やれやれ、と。本当にこの二人には神楽ちゃんがいないとダメなようだ。私は神楽ちゃんの肩をトントンと叩いて、裏路地にある扉を指差す。それに気づいた神楽ちゃんが、ため息を吐きながら、それでも嬉しそうな笑みを浮かべて、私と一緒にその扉へと向かっていった。


「なんだいアンタら情けない。帰れっていっておいてもう寂しくなったのかィ」


お登勢さんがタバコをふかしながらそう言う。私はカウンター席に座ってる神楽ちゃんの前にご飯を置いて、ニコニコと笑った。

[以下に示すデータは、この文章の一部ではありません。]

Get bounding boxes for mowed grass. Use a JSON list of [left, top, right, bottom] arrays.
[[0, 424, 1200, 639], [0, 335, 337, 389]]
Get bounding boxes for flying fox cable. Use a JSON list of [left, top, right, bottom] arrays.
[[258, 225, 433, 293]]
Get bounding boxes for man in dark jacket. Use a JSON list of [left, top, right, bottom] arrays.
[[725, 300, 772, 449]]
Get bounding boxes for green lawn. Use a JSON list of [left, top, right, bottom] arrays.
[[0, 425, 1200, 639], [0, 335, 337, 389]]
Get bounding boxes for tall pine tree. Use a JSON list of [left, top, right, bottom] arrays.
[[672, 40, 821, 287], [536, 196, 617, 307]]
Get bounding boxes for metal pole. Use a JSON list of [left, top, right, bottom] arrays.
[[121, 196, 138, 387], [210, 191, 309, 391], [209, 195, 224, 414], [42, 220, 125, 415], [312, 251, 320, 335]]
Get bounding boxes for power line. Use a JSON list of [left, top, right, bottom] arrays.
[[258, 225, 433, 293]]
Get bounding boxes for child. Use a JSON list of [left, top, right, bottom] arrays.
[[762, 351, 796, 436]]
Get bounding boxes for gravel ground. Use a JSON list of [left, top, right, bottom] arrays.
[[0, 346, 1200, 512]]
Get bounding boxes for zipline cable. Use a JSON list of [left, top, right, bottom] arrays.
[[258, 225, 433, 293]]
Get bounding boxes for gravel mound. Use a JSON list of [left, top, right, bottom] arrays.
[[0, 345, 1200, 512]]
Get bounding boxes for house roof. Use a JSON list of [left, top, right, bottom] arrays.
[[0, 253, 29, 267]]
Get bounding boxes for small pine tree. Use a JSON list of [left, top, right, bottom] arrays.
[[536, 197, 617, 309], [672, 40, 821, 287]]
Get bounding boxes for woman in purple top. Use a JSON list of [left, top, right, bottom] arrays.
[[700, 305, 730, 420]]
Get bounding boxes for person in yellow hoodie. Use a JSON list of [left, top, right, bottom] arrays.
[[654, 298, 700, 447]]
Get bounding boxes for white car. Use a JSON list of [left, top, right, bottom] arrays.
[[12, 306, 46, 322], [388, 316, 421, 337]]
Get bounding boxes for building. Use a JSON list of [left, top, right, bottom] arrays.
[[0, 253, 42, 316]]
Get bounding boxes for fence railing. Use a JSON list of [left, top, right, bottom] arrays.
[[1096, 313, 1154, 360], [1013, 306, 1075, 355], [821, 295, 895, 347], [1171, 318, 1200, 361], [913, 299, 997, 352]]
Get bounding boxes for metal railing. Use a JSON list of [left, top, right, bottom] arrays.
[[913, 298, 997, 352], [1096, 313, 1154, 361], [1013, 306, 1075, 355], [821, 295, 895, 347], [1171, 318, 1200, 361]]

「これだから男ってのは勝手でいやなんだ。ねぇ、なんか言っておやりよ」


お登勢さんがそう言ってこっちを見る。それに合わせてお店の中をみた坂田さんと新八くんは、驚いた顔を見せていた。


「ボンキュッボンでなくて悪かったアルな」

「おっ…!!!」

「あーあーもう言うな何も言うな。お前らにあわせられるのなんて、私だけネ。ヒロインは私アル」


そう言った神楽ちゃんが可愛くて、私はくすくすと声に出して笑えば、二人は顔を見合わせて、そして恥ずかしそうに中へと入って来た。


「飲み直しましょ、坂田さん?」


カウンターの中にある日本酒を取り出して見せれば、坂田さんは笑いながらコップを差し出す。


「朱理ちゃんは知ってたってか?」

「ずっと裏で見てました、神楽ちゃんと一緒に。ね?」

「そうネ。朱理の事をイヤラシイ目で見始めたら次こそヒロインやめてやるネ」

「だからてめーはマスコットな」

「ほんとアンタら口が減らないね〜」

「あはは、これでこそ、万事屋ですよね」


新八くんにはウーロン茶を出して、お登勢さんにも日本酒を注いで、自分のコップにも日本酒を入れて。そして皆してそのコップを、神楽ちゃんのご飯の隣に置いてある水の入ったコップに、カチンと静かに音をならせて乾杯する。


「おかえり、神楽ちゃん」

「うるさい小娘でもいなけりゃいないで静かなもんだからね」

「また何かあったら、下に降りておいでね、神楽ちゃん」

「……また面倒見てやるよ、家出娘」


各々そう、一言言えば。神楽ちゃんは丸い目をさらに見開いて、そして顔を少しうつむかせて、うるさいネ。と、一言いった。